Department of Molecular Biology and Genetics, Johns Hopkins University School of Medicine, Baltimore, MD, USA.
Department of Computer Science, Johns Hopkins University, Baltimore, MD, USA.
Mol Microbiol. 2020 Jun;113(6):1209-1224. doi: 10.1111/mmi.14488. Epub 2020 Mar 17.

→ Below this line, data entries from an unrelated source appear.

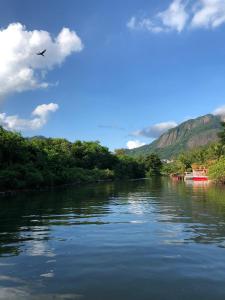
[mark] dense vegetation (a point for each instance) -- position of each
(40, 162)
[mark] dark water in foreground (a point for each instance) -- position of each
(150, 239)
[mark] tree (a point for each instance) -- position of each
(152, 164)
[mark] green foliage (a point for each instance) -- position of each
(221, 134)
(38, 162)
(217, 171)
(152, 165)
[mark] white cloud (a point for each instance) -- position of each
(20, 68)
(40, 118)
(134, 144)
(209, 13)
(143, 24)
(173, 18)
(156, 130)
(220, 111)
(182, 14)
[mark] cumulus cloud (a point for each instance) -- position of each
(182, 14)
(156, 130)
(134, 144)
(40, 116)
(173, 18)
(20, 68)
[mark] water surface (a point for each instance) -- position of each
(149, 239)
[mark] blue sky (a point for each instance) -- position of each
(139, 65)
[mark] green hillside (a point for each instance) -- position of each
(188, 135)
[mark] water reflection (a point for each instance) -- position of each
(75, 238)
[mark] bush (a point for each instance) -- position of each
(217, 171)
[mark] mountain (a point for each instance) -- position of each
(186, 136)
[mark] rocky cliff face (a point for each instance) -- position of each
(188, 135)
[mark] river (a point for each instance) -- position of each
(148, 239)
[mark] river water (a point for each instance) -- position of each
(147, 239)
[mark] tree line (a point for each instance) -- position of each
(39, 162)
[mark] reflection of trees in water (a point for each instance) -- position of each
(27, 218)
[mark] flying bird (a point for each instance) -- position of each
(41, 53)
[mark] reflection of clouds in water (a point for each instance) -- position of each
(12, 293)
(38, 246)
(48, 275)
(140, 205)
(9, 278)
(25, 294)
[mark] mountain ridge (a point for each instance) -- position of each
(186, 136)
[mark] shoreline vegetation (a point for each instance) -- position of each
(41, 163)
(38, 162)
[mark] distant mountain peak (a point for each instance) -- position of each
(188, 135)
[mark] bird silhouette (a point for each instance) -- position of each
(41, 53)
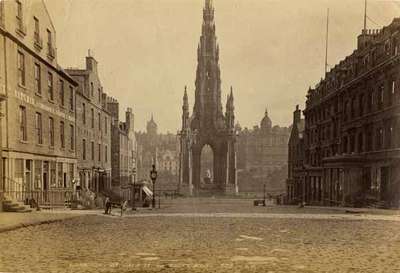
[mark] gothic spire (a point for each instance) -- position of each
(185, 106)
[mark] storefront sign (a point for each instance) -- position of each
(28, 99)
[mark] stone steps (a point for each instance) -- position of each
(14, 206)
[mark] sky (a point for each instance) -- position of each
(271, 51)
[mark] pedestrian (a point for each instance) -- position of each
(123, 206)
(107, 206)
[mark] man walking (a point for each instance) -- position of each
(107, 206)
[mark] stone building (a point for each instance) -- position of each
(295, 157)
(352, 139)
(123, 150)
(38, 127)
(261, 151)
(93, 134)
(161, 150)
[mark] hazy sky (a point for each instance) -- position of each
(271, 51)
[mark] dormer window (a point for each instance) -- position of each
(387, 47)
(20, 24)
(50, 48)
(36, 33)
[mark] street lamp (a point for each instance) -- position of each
(153, 177)
(134, 189)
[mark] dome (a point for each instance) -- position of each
(151, 126)
(266, 122)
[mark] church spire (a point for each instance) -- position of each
(185, 110)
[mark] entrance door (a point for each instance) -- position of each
(45, 180)
(384, 184)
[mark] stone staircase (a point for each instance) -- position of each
(14, 206)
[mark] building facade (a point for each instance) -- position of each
(261, 151)
(161, 150)
(38, 124)
(93, 134)
(352, 139)
(123, 150)
(296, 172)
(208, 126)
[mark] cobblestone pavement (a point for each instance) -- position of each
(205, 242)
(11, 221)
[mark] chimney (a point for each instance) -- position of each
(296, 115)
(91, 63)
(129, 120)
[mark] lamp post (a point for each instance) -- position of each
(264, 196)
(153, 177)
(134, 189)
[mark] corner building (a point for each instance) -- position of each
(93, 136)
(352, 126)
(123, 150)
(38, 123)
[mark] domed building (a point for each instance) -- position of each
(161, 150)
(262, 151)
(266, 122)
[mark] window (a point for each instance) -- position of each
(22, 122)
(21, 68)
(99, 117)
(360, 142)
(71, 98)
(368, 139)
(37, 30)
(50, 86)
(60, 175)
(92, 117)
(379, 138)
(361, 105)
(62, 93)
(62, 134)
(83, 113)
(106, 153)
(72, 137)
(92, 150)
(38, 86)
(19, 16)
(84, 149)
(381, 95)
(389, 136)
(49, 43)
(38, 126)
(105, 124)
(99, 147)
(51, 131)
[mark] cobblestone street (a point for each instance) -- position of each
(207, 242)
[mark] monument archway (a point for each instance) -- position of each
(208, 125)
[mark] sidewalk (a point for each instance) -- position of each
(11, 221)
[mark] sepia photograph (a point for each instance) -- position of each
(174, 136)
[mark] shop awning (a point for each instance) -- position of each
(147, 191)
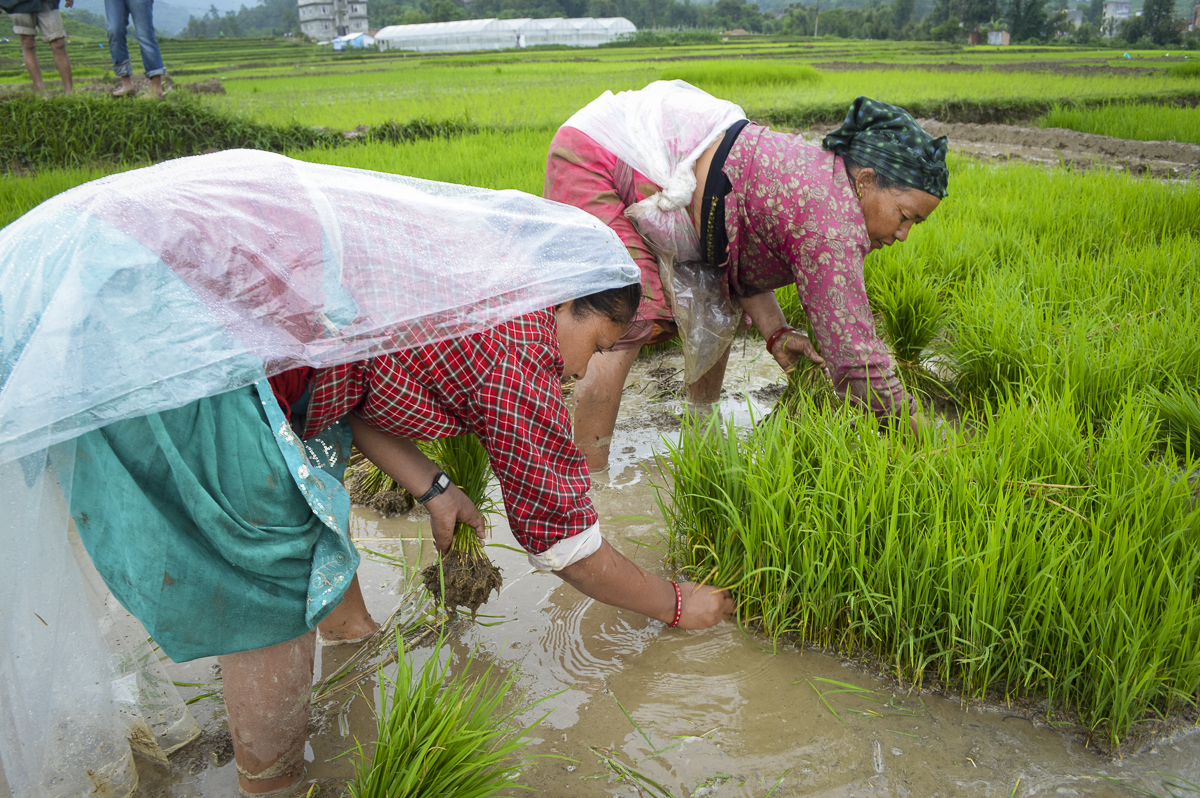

Candida glabratais an opportunistic pathogen in humans, responsible for approximately 20% of disseminated candidiasis. Candida glabrata's ability to adhere to host tissue is mediated by GPI-anchored cell wall proteins (GPI-CWPs); the corresponding genes contain long tandem repeat regions. These repeat regions resulted in assembly errors in the reference genome. Here, we performed a de novo assembly of the C. glabrata type strain CBS138 using long single-molecule real-time reads, with short read sequences (Illumina) for refinement, and constructed telomere-to-telomere assemblies of all 13 chromosomes. Our assembly has excellent agreement overall with the current reference genome, but we made substantial corrections within tandem repeat regions. Specifically, we removed 62 genes of which 45 were scrambled due to misassembly in the reference. We annotated 31 novel ORFs of which 24 ORFs are GPI-CWPs. In addition, we corrected the tandem repeat structure of an additional 21 genes. Our corrections to the genome were substantial, with the length of new genes and tandem repeat corrections amounting to approximately 3.8% of the ORFeome length. As most corrections were within the coding regions of GPI-CWP genes, our genome assembly establishes a high-quality reference set of genes and repeat structures for the functional analysis of these cell surface proteins.
光滑念珠菌是人类机会致病菌,约占播散性念珠菌病的 20%。光滑念珠菌黏附宿主组织的能力由 GPI-锚定细胞壁蛋白(GPI-CWPs)介导;相应的基因含有长串联重复区。这些重复区导致参考基因组组装错误。在这里,我们使用长单分子实时读取对 C. glabrata 标准株 CBS138 进行从头组装,使用短读序列(Illumina)进行细化,并构建了所有 13 条染色体的端粒到端粒组装。我们的组装与当前参考基因组总体上具有极好的一致性,但我们在串联重复区进行了大量修正。具体来说,我们删除了 62 个基因,其中 45 个由于参考基因组中的错误组装而混乱。我们注释了 31 个新的 ORF,其中 24 个 ORF 是 GPI-CWPs。此外,我们还修正了另外 21 个基因的串联重复结构。我们对基因组的修正相当大,新基因和串联重复修正的长度约占 ORFeome 长度的 3.8%。由于大多数修正都在 GPI-CWP 基因的编码区内,因此我们的基因组组装为这些细胞表面蛋白的功能分析建立了高质量的基因和重复结构参考集。